Ce mouvement comptait quelques activistes qui peinaient à diffuser leurs idées. Il a d’ailleurs annoncé sa dissolution en 2016 », détaille Jean-Yves Camus, politologue spécialiste des extrêmes droites en Europe et chercheur associé à l’Institut de relations internationales et stratégiques (Iris). Le journal ”Rebellion”, lui, est édité à Toulouse par l’Organisation socialiste révolutionnaire européenne, groupuscule qui affirme dans son texte de présentation sur Internet vouloir « aller au-delà des clivages dépassés entre la gauche et la droite » et « refuser la logique de destruction de la nature au nom du profit », tout en décrivant l’immigration comme « une tragédie ». Un mélange des genres peu habituel, significatif de l’évolution idéologique d’une mouvance de l’extrême droite.
Dans un autre texte publié sur le site du Cercle Non Conforme, des tenants de cette mouvance appellent même à la convergence des luttes avec les milieux radicaux de gauche engagés dans la cause environnementale : « On objectera que, parmi les occupants des ZAD, figurent les ineffables porteurs de dreadlocks plus soucieux de solidarité avec les sans-papiers que d’autonomie identitaire. Mais au milieu de tous les autres, il se trouve également de jeunes agriculteurs qui ont fait le choix de rester sur les terres de leurs parents », assurent-ils.
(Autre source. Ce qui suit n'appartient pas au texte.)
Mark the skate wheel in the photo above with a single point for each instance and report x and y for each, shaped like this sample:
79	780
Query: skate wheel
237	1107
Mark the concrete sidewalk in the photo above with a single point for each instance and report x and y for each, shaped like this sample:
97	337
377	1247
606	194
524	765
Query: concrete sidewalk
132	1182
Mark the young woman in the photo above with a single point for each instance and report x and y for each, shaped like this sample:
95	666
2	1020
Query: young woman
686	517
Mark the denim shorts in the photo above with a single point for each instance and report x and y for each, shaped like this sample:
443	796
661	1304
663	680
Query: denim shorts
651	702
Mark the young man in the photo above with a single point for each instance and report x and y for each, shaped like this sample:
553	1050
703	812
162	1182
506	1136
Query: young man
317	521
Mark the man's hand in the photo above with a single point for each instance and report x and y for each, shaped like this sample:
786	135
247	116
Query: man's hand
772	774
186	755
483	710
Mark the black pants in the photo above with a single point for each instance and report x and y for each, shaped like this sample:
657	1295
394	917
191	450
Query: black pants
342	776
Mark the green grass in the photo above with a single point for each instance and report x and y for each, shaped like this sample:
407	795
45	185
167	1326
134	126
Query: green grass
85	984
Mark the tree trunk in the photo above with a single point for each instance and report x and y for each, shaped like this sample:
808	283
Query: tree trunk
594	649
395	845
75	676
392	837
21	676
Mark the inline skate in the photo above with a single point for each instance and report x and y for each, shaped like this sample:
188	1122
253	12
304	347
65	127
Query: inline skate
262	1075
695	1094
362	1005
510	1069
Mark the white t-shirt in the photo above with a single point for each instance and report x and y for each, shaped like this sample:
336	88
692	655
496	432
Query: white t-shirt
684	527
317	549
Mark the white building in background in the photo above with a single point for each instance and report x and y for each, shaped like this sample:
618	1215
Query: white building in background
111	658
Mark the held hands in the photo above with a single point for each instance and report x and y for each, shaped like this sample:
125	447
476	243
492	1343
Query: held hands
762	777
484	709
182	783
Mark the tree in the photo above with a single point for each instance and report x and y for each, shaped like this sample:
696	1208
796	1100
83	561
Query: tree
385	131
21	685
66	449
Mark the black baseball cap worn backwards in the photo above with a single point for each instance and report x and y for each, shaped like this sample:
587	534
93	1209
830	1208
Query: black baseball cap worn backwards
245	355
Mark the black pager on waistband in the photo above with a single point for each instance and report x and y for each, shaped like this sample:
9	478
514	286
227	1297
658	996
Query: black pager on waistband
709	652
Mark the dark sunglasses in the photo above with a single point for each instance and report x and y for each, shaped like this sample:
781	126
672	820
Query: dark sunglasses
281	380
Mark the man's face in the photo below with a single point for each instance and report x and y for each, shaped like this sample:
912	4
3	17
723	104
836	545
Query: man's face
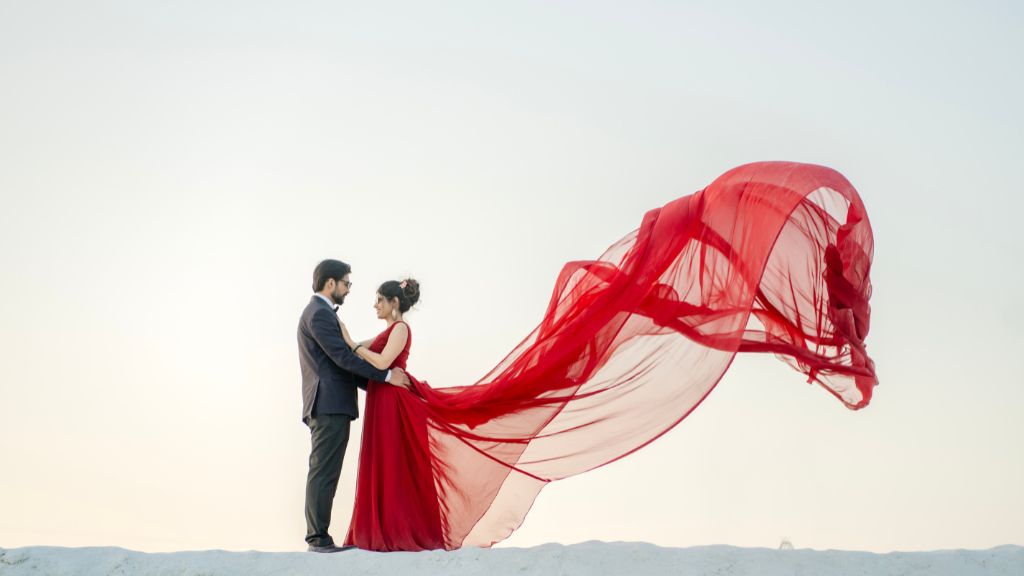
341	288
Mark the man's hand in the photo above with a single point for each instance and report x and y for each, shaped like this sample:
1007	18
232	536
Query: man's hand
398	378
344	334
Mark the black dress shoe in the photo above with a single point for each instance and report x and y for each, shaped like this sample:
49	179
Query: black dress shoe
328	549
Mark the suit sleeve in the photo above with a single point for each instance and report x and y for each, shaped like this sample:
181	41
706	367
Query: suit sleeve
328	334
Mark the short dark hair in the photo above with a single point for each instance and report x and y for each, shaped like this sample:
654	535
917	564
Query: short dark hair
329	270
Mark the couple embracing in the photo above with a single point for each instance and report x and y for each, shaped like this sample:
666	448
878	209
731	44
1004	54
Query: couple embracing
395	500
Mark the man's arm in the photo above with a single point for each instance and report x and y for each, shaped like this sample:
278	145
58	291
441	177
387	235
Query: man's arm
328	334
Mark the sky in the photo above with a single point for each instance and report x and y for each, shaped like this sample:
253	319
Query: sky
172	172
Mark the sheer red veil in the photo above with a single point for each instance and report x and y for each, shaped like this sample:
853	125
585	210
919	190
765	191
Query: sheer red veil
771	257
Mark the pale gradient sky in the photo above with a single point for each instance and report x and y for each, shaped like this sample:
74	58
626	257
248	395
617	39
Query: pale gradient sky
171	173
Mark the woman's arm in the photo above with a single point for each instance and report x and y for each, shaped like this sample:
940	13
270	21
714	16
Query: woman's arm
395	343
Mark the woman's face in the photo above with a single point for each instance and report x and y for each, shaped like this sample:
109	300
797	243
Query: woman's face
384	306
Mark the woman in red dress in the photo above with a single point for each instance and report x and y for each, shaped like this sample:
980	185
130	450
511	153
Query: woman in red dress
770	257
396	505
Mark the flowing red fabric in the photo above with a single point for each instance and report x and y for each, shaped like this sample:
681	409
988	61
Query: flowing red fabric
771	257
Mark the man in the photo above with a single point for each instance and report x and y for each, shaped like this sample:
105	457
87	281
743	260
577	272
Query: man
331	372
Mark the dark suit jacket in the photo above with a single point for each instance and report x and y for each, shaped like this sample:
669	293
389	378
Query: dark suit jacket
331	372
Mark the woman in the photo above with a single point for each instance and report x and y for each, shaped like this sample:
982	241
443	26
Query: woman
770	257
396	505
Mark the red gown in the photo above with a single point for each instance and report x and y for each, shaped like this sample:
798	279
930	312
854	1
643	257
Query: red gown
396	505
770	257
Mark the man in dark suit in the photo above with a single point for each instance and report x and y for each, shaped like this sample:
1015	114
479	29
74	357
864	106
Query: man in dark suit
331	372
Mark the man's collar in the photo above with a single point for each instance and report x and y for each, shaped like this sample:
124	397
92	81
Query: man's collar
333	305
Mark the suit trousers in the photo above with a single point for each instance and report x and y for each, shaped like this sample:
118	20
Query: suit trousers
330	439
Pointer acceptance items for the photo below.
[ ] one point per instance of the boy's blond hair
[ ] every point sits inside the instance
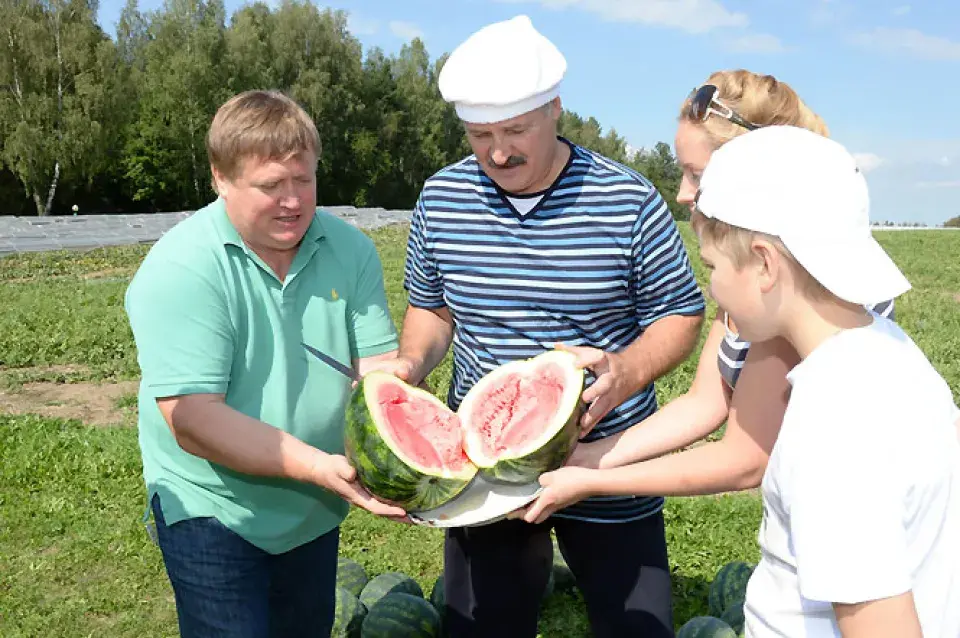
(262, 125)
(734, 243)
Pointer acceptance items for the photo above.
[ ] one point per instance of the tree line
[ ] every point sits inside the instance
(118, 125)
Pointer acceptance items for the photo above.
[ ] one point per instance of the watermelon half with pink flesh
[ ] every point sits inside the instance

En clair, la protection de l’environnement reviendrait à défendre son identité et en quelque sorte la mère patrie. « Pour eux, le cœur de la question politique est l’identité ethnique et la traçabilité de l’individu dans son appartenance à la communauté. Pour cela, ils empruntent la phraséologie de l’anticapitalisme et les enjeux de localisme et d’écologie », analyse Jean-Yves Camus.
À l’instar des milieux que l’on classe d’ordinaire à l’opposé sur l’échiquier politique, ces franges de l’extrême droite entendent donc promouvoir une écologie qui rend à la terre sa fonction sacrée et développer le microcrédit, les Amap et les systèmes d’échanges locaux. « Cette vision traditionnelle de l’agriculture comme pilier de la société est en fait très ancienne. Depuis les années 1920, il existe une aile paysanne très réactionnaire qui défend les produits du terroir contre la grande distribution, rejette les pesticides et l’agriculture intensive, ce qui en soi n’est pas un problème. Il faut juste faire attention aux valeurs qu’il y a derrière », prévient le politologue.
À l’image de Terres Arvernes, plusieurs initiatives, proches du Bloc identitaire, mêlant refus de la société de consommation et écologie ont vu le jour en France, sous forme de groupements d’achats directs de produits, souvent bio. Ces dernières restent toutefois marginales et sont loin de remporter l’adhésion auprès des membres du Front national.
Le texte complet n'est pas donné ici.